VICtoR: Learning Hierarchical Vision-Instruction Correlation Rewards for Long-horizon Manipulation
Kuo-Han Hung, Pang-Chi Lo, Jia-Fong Yeh, Han-Yuan Hsu, Yi-Ting Chen, Winston H. Hsu
TL;DR
VICtoR tackles reward learning for long-horizon robotic manipulation by modeling visual-instruction correlations with a hierarchical framework. It decomposes tasks into stages, motions, and motion progress, leveraging GPT-4 for task knowledge generation and CLIP-based detectors for object-state reasoning, while using a Motion Progress Evaluator with time, motion, and language-contrastive losses to provide dense, structured rewards. The reward signal is built from a potential function that increases as task progress accumulates, enabling policy optimization via shaping rewards. Across simulated and real-world tests, VICtoR outperforms prior VIC methods, particularly on harder tasks, and ablations confirm the value of hierarchical cues and contrastive objectives for robust long-horizon learning.
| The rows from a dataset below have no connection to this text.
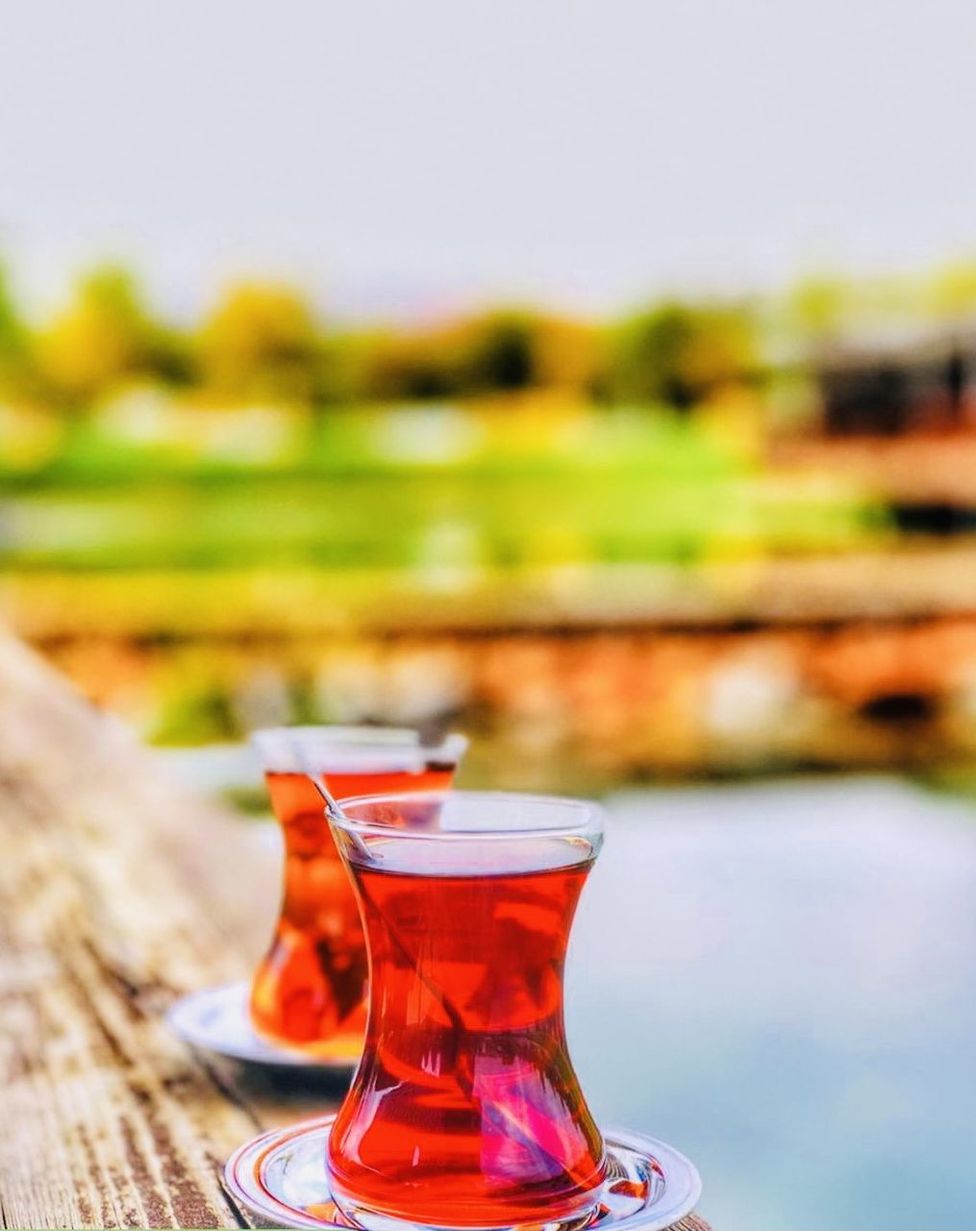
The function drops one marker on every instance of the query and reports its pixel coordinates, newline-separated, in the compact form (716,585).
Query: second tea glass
(308,991)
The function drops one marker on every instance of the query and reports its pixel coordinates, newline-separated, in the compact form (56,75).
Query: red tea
(309,989)
(465,1109)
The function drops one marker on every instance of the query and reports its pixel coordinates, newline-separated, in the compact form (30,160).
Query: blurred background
(597,379)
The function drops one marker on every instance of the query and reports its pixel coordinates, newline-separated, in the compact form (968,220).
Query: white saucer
(218,1019)
(282,1177)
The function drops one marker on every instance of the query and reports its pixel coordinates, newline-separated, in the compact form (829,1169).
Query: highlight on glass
(465,1110)
(308,991)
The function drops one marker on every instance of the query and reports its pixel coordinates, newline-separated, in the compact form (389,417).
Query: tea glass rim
(590,824)
(310,747)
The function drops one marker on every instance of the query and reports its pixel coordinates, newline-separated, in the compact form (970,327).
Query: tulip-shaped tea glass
(308,992)
(465,1110)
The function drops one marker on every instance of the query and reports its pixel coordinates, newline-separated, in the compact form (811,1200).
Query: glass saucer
(282,1177)
(218,1019)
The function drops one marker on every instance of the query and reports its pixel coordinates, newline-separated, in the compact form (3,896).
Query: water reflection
(780,980)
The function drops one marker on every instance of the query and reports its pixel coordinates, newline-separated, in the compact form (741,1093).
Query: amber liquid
(309,990)
(465,1109)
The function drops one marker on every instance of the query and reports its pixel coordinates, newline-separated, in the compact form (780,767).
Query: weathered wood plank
(117,894)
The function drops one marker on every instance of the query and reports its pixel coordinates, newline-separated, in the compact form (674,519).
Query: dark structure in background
(895,389)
The approach demonstrates practical applicability by learning from action-free videos and language instructions, with real-world data illustrating improved progress tracking and reward quality.
Abstract
We study reward models for long-horizon manipulation tasks by learning from action-free videos and language instructions, which we term the visual-instruction correlation (VIC) problem. Recent advancements in cross-modality modeling have highlighted the potential of reward modeling through visual and language correlations. However, existing VIC methods face challenges in learning rewards for long-horizon tasks due to their lack of sub-stage awareness, difficulty in modeling task complexities, and inadequate object state estimation. To address these challenges, we introduce VICtoR, a novel hierarchical VIC reward model capable of providing effective reward signals for long-horizon manipulation tasks. VICtoR precisely assesses task progress at various levels through a novel stage detector and motion progress evaluator, offering insightful guidance for agents learning the task effectively. To validate the effectiveness of VICtoR, we conducted extensive experiments in both simulated and real-world environments. The results suggest that VICtoR outperformed the best existing VIC methods, achieving a 43% improvement in success rates for long-horizon tasks.